= Benjamin A. Green =

American lawyer, business person, mayor (1888–1960)

Benjamin Allen Morris Green (September 20, 1888 – November 10, 1960) was the African American mayor of the black community of Mound Bayou, Mississippi, a lawyer, businessman, and activist. He graduated from Harvard Law School. He was the son of Benjamin Titus Green, a former slave of Joseph Emory Davis, the brother of Confederate President Jefferson Davis. Green was a leading black elected official in Mississippi from the 1910s until 1960.

== Life and career ==
Benjamin Allen Green was born on September 20, 1888, in Mound Bayou, Mississippi, to parents Eva Pearl (née Frances) and Benjamin Titus Green. He was the first person born in Mound Bayou, soon after the founding of the community by his father Benjamin T. Green and Isaiah T. Montgomery.
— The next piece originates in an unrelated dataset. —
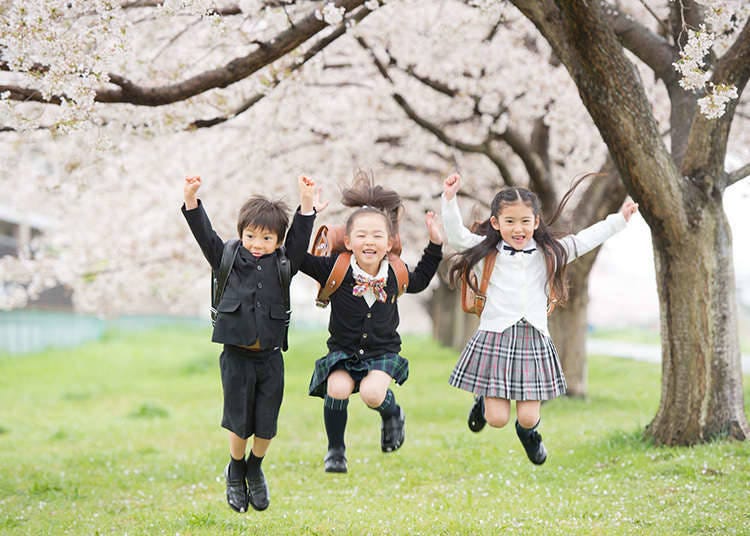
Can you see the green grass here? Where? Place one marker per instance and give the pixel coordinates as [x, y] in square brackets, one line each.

Green graduated from Fisk University (A.B. 1909) in Nashville; and Harvard Law School (LL.B. 1914).

He served with the Judge Advocate Office of the 92nd Division during World War I. In 1919, the voters of Mound Bayou overwhelming elected him as a mayor, and he served in that position until his death in 1960.
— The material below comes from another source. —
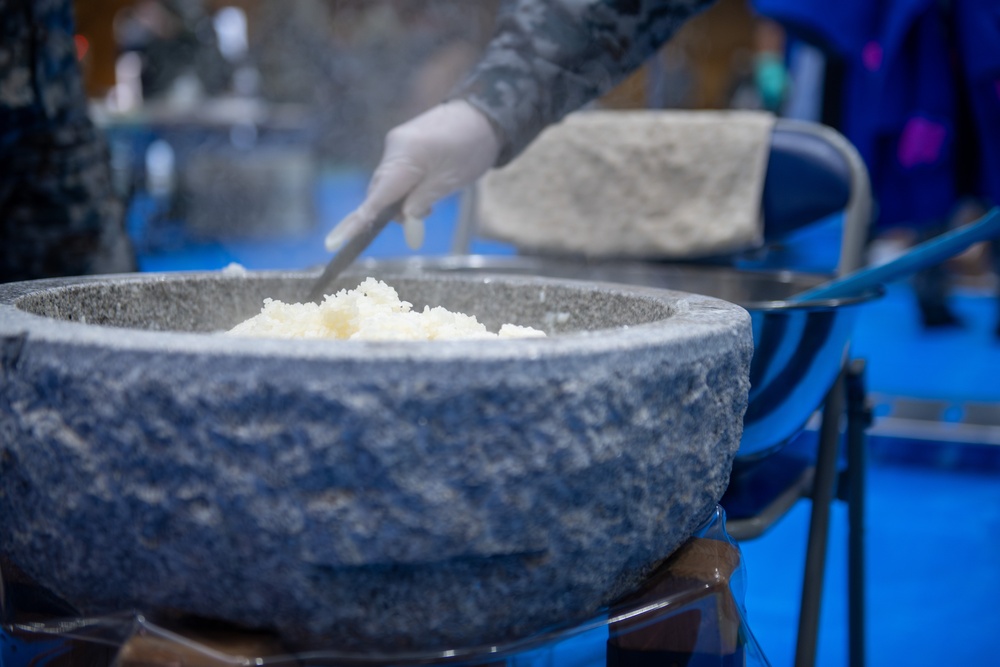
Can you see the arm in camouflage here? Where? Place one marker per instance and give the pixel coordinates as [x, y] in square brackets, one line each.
[59, 214]
[550, 57]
Green's diplomatic skills proved critical in navigating around external threats and keeping internal peace. A key accomplishment of his tenure was a very low crime rate, despite the closing of the town's jail in 1929 as a “needless expense” and the town had only part time police: a town marshal, who doubled as the local “hot-dog man,” and a black deputy delegated by the county sheriff.
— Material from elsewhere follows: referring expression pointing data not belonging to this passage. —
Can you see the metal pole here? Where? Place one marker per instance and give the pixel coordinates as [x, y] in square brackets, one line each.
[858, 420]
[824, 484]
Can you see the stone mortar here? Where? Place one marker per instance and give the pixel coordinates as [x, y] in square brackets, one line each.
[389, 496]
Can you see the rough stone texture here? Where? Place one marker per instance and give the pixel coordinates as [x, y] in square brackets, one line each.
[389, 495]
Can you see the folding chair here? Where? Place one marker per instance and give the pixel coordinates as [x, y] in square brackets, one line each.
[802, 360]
In his capacity as attorney of the International Order of Twelve Knights and Daughters, Green was instrumental in the decision of that organization to build the Taborian Hospital in Mound Bayou. It was the leading black hospital in that part of the state.

Although he was a Republican, Green led a quiet effort in the late 1940s to encourage blacks to vote in the Democratic Party primary (which was then tantamount to election). The effort was so successful that more African Americans voted in the primary in the small town of Mound Bayou than in Jackson, Mississippi.